Thelonious Monk was in Paris following a brief European concert tour, and agreed to appear on "Jazz Portrait" although it's not entirely clear why. Renaud keeps referring to being in Monk's kitchen hearing him play twenty years ago, and while his repeated mention of this encounter makes him sound like an unironic version of LCD Soundsystem's "Losing My Edge" (I was there!), it's possible that Monk was trying to do an old acquaintance a favor. But the extended passages we see of Monk trying to deflect Renaud's inane questions are simply painful to watch. At one point during the taping, Monk gets up and implores the man to forget the show altogether. "Let's go get some dinner!" 

Gomis's presentation of the material, largely untouched, not only displays the technical mechanics involved in "making TV," although there's that. When Monk doesn't provide satisfactory answers to Renaud's questions, the crew adopts a plan-b mode, showing Monk playing during extended shots, and then later shooting B-roll with Renaud pretending to listen appreciatively. But more than this, we are seeing how a media apparatus deals with an artist it finds difficult or uncooperative. French TV is trying to sell a product called "Thelonious Monk," and the man himself is perceived as an impediment to that pandering. Renaud and "Jazz Portraits" want to create a simplistic biography for Monk that explains his art -- his relationship with wife Nellie Monk, his early study of classical music, a supposed rejection of his first compositions as too "avant-garde" -- and it's evident to Monk that it's idiotic.

Rewind and Play would be fascinating enough if all Gomis did was deconstruct Renaud's project and highlight Monk's resistance to it.

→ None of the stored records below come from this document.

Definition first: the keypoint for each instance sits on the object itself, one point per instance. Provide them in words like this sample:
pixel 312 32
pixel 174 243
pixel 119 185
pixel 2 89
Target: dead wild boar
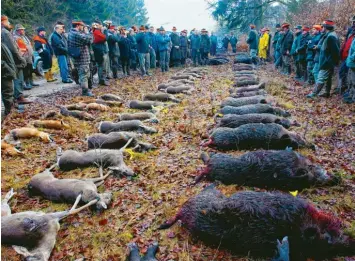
pixel 237 102
pixel 283 170
pixel 133 125
pixel 256 136
pixel 235 121
pixel 254 108
pixel 149 256
pixel 248 223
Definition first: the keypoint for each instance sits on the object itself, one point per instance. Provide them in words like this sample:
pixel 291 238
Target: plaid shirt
pixel 81 40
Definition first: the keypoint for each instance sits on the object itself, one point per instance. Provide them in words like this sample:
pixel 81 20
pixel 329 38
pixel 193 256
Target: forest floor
pixel 164 177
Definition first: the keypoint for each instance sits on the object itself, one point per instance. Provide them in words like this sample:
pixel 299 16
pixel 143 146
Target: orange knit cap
pixel 317 27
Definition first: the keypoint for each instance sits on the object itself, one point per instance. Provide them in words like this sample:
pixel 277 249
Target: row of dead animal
pixel 251 223
pixel 33 234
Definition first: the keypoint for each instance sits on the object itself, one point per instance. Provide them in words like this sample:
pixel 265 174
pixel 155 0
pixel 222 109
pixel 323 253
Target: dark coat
pixel 163 42
pixel 225 42
pixel 125 47
pixel 310 53
pixel 142 42
pixel 175 50
pixel 153 41
pixel 45 50
pixel 195 42
pixel 112 40
pixel 286 42
pixel 253 40
pixel 329 55
pixel 58 44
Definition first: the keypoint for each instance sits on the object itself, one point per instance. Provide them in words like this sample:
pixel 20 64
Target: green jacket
pixel 302 48
pixel 296 43
pixel 253 40
pixel 205 43
pixel 233 40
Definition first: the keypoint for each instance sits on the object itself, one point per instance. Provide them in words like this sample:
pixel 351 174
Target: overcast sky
pixel 184 14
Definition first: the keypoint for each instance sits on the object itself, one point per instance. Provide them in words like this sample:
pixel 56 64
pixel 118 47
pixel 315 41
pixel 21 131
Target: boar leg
pixel 5 208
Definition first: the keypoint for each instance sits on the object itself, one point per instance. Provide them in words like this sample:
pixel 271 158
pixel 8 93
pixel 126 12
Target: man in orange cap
pixel 329 57
pixel 252 41
pixel 11 85
pixel 285 48
pixel 183 46
pixel 79 41
pixel 301 52
pixel 143 50
pixel 175 54
pixel 311 52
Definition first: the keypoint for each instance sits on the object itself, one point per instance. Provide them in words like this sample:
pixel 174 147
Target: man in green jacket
pixel 295 45
pixel 285 48
pixel 143 50
pixel 175 55
pixel 253 42
pixel 205 46
pixel 8 86
pixel 275 39
pixel 213 39
pixel 329 57
pixel 233 40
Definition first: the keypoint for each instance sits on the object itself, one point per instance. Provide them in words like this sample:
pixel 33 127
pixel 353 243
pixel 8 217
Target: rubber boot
pixel 50 77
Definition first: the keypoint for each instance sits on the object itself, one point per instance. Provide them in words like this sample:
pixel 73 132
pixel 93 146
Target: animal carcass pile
pixel 254 223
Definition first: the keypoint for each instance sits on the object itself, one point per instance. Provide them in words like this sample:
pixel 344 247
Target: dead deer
pixel 67 190
pixel 33 234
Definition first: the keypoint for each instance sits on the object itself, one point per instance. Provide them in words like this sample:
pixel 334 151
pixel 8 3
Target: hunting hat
pixel 41 29
pixel 77 22
pixel 299 27
pixel 19 27
pixel 4 18
pixel 329 24
pixel 317 27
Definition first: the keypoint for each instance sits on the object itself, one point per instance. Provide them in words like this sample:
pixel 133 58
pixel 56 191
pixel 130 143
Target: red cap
pixel 329 22
pixel 78 22
pixel 317 27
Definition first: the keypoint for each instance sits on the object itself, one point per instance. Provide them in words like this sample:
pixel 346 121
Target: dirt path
pixel 163 177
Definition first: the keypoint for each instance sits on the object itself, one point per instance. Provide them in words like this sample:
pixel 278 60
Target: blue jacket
pixel 329 55
pixel 142 42
pixel 153 41
pixel 350 61
pixel 195 42
pixel 163 42
pixel 58 45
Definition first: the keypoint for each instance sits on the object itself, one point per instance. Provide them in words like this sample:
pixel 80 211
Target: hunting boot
pixel 316 91
pixel 50 76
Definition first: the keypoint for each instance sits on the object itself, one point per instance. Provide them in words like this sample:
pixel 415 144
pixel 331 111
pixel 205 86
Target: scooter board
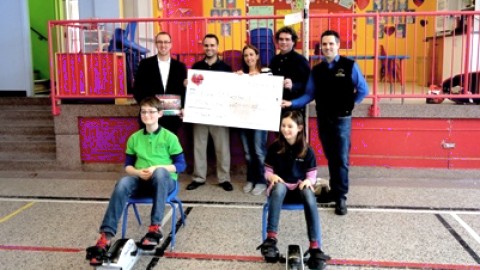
pixel 294 258
pixel 123 254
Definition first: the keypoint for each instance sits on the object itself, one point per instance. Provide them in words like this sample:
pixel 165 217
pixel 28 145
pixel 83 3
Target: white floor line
pixel 466 227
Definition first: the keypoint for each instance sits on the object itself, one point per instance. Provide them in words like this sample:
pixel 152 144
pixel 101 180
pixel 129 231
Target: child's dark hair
pixel 300 146
pixel 151 102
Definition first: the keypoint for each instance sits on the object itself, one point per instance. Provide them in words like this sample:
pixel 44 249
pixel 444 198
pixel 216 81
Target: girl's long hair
pixel 258 65
pixel 300 146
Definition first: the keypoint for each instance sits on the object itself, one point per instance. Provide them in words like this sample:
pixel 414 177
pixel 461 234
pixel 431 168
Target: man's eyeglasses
pixel 148 112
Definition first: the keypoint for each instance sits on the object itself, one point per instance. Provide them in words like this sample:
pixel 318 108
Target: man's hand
pixel 287 84
pixel 306 184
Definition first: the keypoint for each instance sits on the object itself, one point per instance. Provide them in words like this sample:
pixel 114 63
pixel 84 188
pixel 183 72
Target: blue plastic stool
pixel 172 199
pixel 285 206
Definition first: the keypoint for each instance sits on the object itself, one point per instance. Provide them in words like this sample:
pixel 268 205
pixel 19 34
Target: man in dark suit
pixel 163 77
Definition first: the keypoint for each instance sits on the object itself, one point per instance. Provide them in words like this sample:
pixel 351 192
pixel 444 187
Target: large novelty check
pixel 232 100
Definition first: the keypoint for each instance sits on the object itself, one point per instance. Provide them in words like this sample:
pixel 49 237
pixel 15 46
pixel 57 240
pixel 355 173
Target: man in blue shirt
pixel 336 84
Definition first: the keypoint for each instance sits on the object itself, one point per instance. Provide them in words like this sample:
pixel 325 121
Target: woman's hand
pixel 145 174
pixel 275 179
pixel 306 184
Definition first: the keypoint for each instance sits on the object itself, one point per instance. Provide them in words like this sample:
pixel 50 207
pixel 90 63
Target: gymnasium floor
pixel 398 219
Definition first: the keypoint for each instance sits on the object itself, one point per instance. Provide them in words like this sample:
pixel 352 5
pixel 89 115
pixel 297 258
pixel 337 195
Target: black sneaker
pixel 269 250
pixel 227 186
pixel 194 185
pixel 325 197
pixel 317 259
pixel 341 207
pixel 97 253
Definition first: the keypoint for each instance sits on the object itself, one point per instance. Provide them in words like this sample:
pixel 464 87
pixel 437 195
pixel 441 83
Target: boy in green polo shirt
pixel 154 157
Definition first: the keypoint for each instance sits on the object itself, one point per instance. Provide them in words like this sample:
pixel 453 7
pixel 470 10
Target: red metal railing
pixel 404 55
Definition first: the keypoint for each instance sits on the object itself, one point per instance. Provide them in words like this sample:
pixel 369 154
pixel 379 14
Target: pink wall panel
pixel 104 139
pixel 466 136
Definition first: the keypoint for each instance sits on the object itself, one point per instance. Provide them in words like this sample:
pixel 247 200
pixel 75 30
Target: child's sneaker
pixel 269 250
pixel 248 187
pixel 259 189
pixel 96 253
pixel 318 259
pixel 152 238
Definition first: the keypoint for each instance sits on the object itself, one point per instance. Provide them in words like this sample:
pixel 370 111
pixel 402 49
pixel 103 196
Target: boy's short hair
pixel 211 36
pixel 152 102
pixel 288 30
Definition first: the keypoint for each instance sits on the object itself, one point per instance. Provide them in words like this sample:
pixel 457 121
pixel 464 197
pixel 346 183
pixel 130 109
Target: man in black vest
pixel 162 76
pixel 336 84
pixel 290 64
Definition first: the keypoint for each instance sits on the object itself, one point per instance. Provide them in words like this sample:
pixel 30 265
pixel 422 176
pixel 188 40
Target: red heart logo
pixel 197 79
pixel 362 4
pixel 418 2
pixel 389 30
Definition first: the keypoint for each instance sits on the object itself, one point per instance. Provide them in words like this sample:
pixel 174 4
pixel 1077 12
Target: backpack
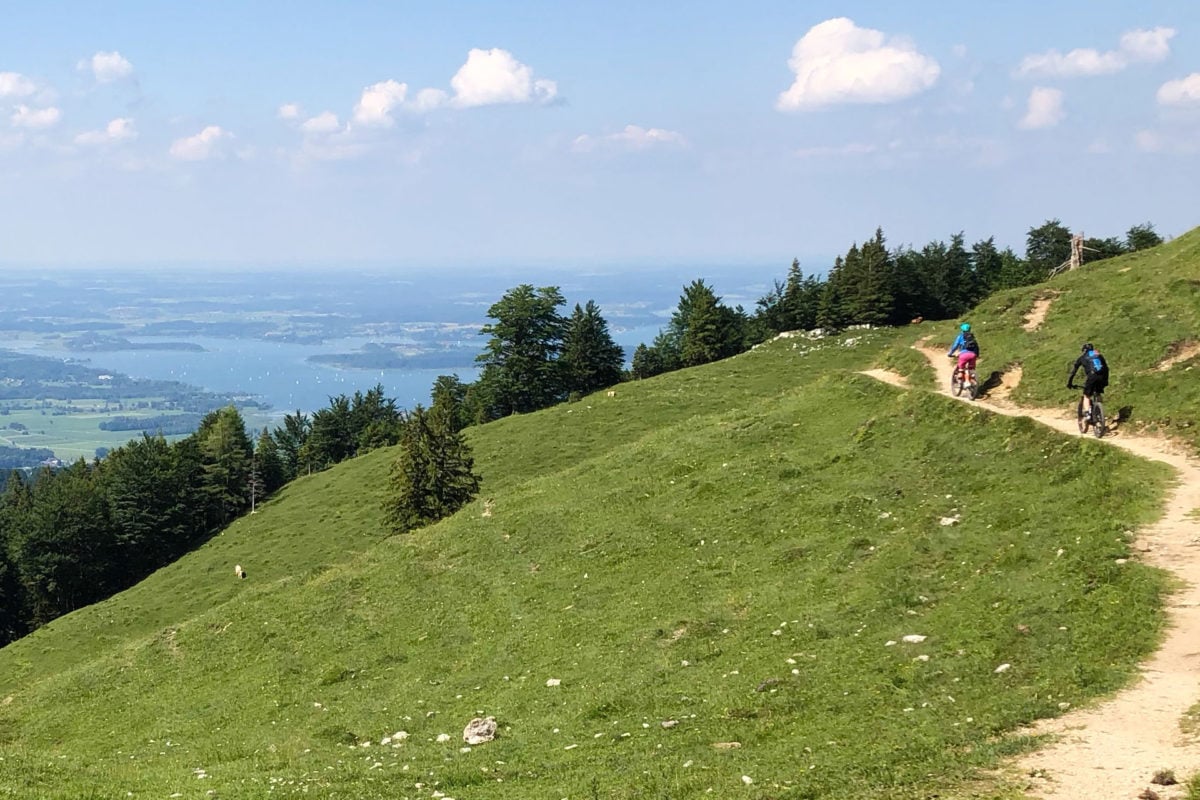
pixel 970 342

But because the producers could not accomplish the back-and-forth they wanted, with Monk playing a piece and Renaud's questions and comments explaining it, they ended up just letting Monk play. We hear classics like "'Round Midnight," "Crepuscle With Nellie," "Epistrophy," and more, and when we're given the chance to just listen to Monk, the formal meaning of his work is perfectly clear. From his skirting around the tonal center, to his use of keyboard runs and flourishes as punctuation, clearing the decks for a new musical idea, it's all right there. The fact that stagehands and lighting techs wander around him while he plays, as if he were tickling the ivories in some rundown piano bar, just shows that Monk could be brilliant under even the worst circumstances.

Final thought: Renaud's treatment of Monk was indeed condescending, but was it racist? Perhaps; one could hardly imagine a TV producer treating a white cultural icon like this, and if they did, they'd probably be more inclined to give everyone involved a proper dressing-down. At the same time, it doesn't mitigate the specificity of racism to recognize that, after all, racism is a particular strain of human stupidity, and Rewind and Play is a document that displays great art's ability to transcend even the most thoroughgoing mediocrity.